Auch sonst hat „Alone in the Dark“ die eine oder andere gelungene Spannungspassage – etwa wenn Dans Tochter Lyla (Elizabeth Ward) nach der Schule nach Hause kommt und dort ausgerechnet den pädophilen Fatty vorfindet, der sich als Babysitter vorstellt. Dans Familie besteht glücklicherweise nicht nur aus Pappkameraden. Neben Lyla gibt es da noch Dans verständnisvolle Ehefrau Nell (Deborah Hedwall) und seine flippige Schwester Toni (Lee Taylor-Allan). Doch auch andere Figuren wie der besorgte Pfleger Ray Curtis (Brent Jennings) besitzen genug Profil und Sympathiewerte, um über reine Metzelmasse hinauszugehen. Wo es auch Vertreter davon gibt, etwa diverse Zufallsopfer der Mörder. Außerdem hat Sholder, der auch das Drehbuch schrieb, ein paar ganz pfiffige Ideen. So kann man einen ironisch-kritischen Blick auf die amerikanische Gesellschaft erkennen, wenn bei dem Stromausfall direkt die plündernde Meute durch das Städtchen zieht oder die Polizei Anti-Atomkraft-Protestierende mit genüsslicher Freude in U-Haft hält. Toni hat nicht nur ein Faible für Proteste dieser Art, sondern auch für Punkrock, weshalb sie ihren biederen Bruder und dessen Frau in einen entsprechenden Schuppen schickt. Dort wiederum hat Sholder die nächste ironisch-pfiffige Idee, wenn die Band einen Song übers Schlitzen performt und mit übergroßen Mordinstrumenten aus Pappmaché herumrennt. In der augenzwinkernden Endszene wird genau dies dann nochmal aufgegriffen. Der Showdown hat zudem eine waschechte Überraschung zu bieten, die für Spannung und Schocks sorgt.

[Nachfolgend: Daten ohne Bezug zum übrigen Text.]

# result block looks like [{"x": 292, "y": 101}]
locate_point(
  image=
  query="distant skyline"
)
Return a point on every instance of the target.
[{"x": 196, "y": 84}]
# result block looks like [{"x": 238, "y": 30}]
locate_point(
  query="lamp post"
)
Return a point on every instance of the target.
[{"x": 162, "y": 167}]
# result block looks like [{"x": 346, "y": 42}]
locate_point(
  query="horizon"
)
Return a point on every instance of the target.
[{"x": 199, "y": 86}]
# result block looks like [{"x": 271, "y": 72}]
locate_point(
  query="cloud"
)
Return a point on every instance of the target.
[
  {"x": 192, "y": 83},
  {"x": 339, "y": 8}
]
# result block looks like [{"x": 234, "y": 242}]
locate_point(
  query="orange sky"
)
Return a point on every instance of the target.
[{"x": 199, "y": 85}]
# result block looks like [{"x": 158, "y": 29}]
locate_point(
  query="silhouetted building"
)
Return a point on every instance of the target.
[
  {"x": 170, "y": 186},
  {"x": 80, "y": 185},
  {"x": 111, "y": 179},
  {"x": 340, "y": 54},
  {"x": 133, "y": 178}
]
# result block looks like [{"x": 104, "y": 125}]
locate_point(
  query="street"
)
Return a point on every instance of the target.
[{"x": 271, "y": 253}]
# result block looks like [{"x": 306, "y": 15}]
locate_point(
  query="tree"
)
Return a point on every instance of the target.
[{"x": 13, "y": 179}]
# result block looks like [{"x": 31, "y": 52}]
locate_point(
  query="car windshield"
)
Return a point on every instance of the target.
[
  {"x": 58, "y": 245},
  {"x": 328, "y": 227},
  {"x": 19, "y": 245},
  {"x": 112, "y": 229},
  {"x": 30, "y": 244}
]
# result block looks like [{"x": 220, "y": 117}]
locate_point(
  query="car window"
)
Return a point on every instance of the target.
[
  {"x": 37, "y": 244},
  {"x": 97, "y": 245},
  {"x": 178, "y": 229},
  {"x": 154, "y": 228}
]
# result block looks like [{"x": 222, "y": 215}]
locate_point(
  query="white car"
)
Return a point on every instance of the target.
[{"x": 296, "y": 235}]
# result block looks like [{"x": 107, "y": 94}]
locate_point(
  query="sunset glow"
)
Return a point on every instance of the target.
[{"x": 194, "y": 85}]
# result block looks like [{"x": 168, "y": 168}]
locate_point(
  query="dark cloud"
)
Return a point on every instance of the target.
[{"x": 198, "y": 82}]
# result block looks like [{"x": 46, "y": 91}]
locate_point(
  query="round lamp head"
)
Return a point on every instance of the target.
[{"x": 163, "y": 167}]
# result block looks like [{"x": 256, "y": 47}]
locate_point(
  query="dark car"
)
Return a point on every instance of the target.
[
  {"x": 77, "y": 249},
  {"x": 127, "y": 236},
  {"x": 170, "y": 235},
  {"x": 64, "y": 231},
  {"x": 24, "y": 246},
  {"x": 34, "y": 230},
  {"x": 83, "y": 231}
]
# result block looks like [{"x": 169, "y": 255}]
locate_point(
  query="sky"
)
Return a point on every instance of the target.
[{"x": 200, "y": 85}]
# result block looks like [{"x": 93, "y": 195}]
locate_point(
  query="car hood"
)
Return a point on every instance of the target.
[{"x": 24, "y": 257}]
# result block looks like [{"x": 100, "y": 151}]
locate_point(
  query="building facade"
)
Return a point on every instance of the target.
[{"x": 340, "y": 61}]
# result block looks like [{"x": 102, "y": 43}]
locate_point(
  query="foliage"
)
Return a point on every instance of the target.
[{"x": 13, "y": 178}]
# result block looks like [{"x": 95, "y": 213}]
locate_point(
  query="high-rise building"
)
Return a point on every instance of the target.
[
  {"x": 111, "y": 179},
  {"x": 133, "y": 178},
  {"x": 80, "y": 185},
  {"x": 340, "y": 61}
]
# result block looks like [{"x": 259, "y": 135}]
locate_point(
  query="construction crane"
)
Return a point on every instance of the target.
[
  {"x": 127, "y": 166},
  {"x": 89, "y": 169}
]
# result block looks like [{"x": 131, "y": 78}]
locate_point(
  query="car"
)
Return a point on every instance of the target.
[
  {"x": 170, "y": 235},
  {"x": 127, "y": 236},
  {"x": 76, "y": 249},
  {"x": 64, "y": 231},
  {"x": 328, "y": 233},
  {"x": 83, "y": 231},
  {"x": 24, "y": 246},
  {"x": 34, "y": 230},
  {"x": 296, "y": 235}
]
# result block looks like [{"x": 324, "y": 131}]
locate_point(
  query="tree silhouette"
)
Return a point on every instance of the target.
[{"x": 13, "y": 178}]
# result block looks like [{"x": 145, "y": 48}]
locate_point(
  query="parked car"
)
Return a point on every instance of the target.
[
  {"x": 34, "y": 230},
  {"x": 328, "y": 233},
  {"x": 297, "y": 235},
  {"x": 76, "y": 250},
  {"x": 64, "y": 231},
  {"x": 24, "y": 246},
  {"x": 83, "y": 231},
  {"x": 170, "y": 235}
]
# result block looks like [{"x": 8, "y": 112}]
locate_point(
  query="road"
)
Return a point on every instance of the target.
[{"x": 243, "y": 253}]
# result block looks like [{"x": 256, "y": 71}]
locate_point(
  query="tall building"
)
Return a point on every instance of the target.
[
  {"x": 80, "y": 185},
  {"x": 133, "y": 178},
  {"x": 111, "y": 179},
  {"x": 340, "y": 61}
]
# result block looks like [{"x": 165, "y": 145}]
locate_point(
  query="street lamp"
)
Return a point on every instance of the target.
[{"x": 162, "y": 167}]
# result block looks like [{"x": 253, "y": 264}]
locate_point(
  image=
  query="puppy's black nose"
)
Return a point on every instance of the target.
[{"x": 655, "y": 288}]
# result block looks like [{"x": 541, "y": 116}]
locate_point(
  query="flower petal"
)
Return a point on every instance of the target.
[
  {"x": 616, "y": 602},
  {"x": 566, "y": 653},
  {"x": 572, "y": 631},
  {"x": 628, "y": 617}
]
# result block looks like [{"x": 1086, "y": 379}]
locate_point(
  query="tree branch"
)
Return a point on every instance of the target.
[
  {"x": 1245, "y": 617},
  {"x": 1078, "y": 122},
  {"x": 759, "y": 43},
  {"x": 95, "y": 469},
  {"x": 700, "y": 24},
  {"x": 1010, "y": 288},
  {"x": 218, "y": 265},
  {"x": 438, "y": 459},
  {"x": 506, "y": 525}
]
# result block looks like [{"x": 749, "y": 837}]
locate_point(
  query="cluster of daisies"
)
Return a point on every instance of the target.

Seinen Frühwerkcharakter wird „Alone in the Dark“ allerdings weder schreiberisch noch inszenatorisch komplett los. So mag es intradiegetisch durchaus Sinn machen, dass die Irren keiner klaren Logik oder keinem ausgeklügelten Plan folgen, doch bisweilen scheint es nur den Drehbuchkonventionen geschuldet, dass sie sich mal Zutritt zum Haus verschaffen und teilweise sogar Morde dort begehen, dann aber immer wieder abziehen – man merkt, dass der Film den „Assault on Precinct 13“-artigen Showdown, indem Familie Potter plus weitere Nebenfiguren von den Irren belagert werden, etwas herauszögern muss. Warum weder die Polizei, die nach dem Auftauchen von Fatty im Potter-Haushalt gerufen wird, noch die Familie zwei Leichen in einer kleinen Abstellkammer bemerken (dort hätte sich ja auch Fatty verstecken können), fragt man Sholder ebenfalls lieber nicht. Auch auf der Regieseite wirkt „Alone in the Dark“ noch etwas roh und unbehauen: Nicht alle Szenenübergänge sind sauber, nicht immer findet das Ganze einen richtigen Flow, sodass am Ende einfach ein wenig Feinschliff fehlt.
Umso bemerkenswerter ist dann die Besetzung, die man für die erste eigene New-Line-Produktion überhaupt zusammentrommeln konnte. Jack Palance spielt den methodischen, jähzornigen No-Nonsens-Killer mit Charisma, während Martin Landau seinen durchgeknallten Priester mit fieser Fresse und manischer Energie gibt. Erland van Lidth bringt seine unheimliche körperliche Präsenz mit, während man von Phillip Clark drehbuchbedingt wenig zu sehen bekommt. Ein Schwachpunkt ist ausgerechnet Dwight Schultz in der Hauptrolle – sein Dan Potter ist eine graue Maus, was vielleicht auch Sinn der Sache sein soll, lässt ihn aber als Gegenpol zu den Schurken nur umso schwächer erscheinen. Mehr in Erinnerung bleibt Lee Taylor-Allan als aufgedrehte, aber erfreulicherweise mal nicht verantwortungslose Schwester. Donald Pleasence als leicht durchgedrehter Doc, der bedingungslos an Resozialisierung glaubt, seinen Patienten Freiraum gewähren will, aber auch mal damit droht sie aufzuschlitzen, wirkt bisweilen wie eine Parodie seiner Rolle als Dr. Loomis aus dem Genre-Übervater „Halloween“, aber ist wohl auch genauso angelegt. In einer frühen Rolle ist auch Lin Shaye, ihres Zeichens spätere Horrorikone und Schwester von New-Line-Head-Honcho Robert, als Rezeptionistin zu sehen.
„Alone in the Dark“ mag vielleicht nicht zu den Großen des Schlitzerfilms gehören oder ein verkannter Geheimtipp sein, aber es ist ein solider Vertreter aus der zweiten Reihe des Genres. Die Schurken hinterlassen Eindruck, Sholder hat als Regisseur und Drehbuchautor auch einige pfiffige Ideen, leistet sich in Sachen Dramaturgie und Inszenierung aber auch ein paar Schnitzer. Als Erstlingswerk respektabel, aber auch mit ein paar der üblichen Schwächen.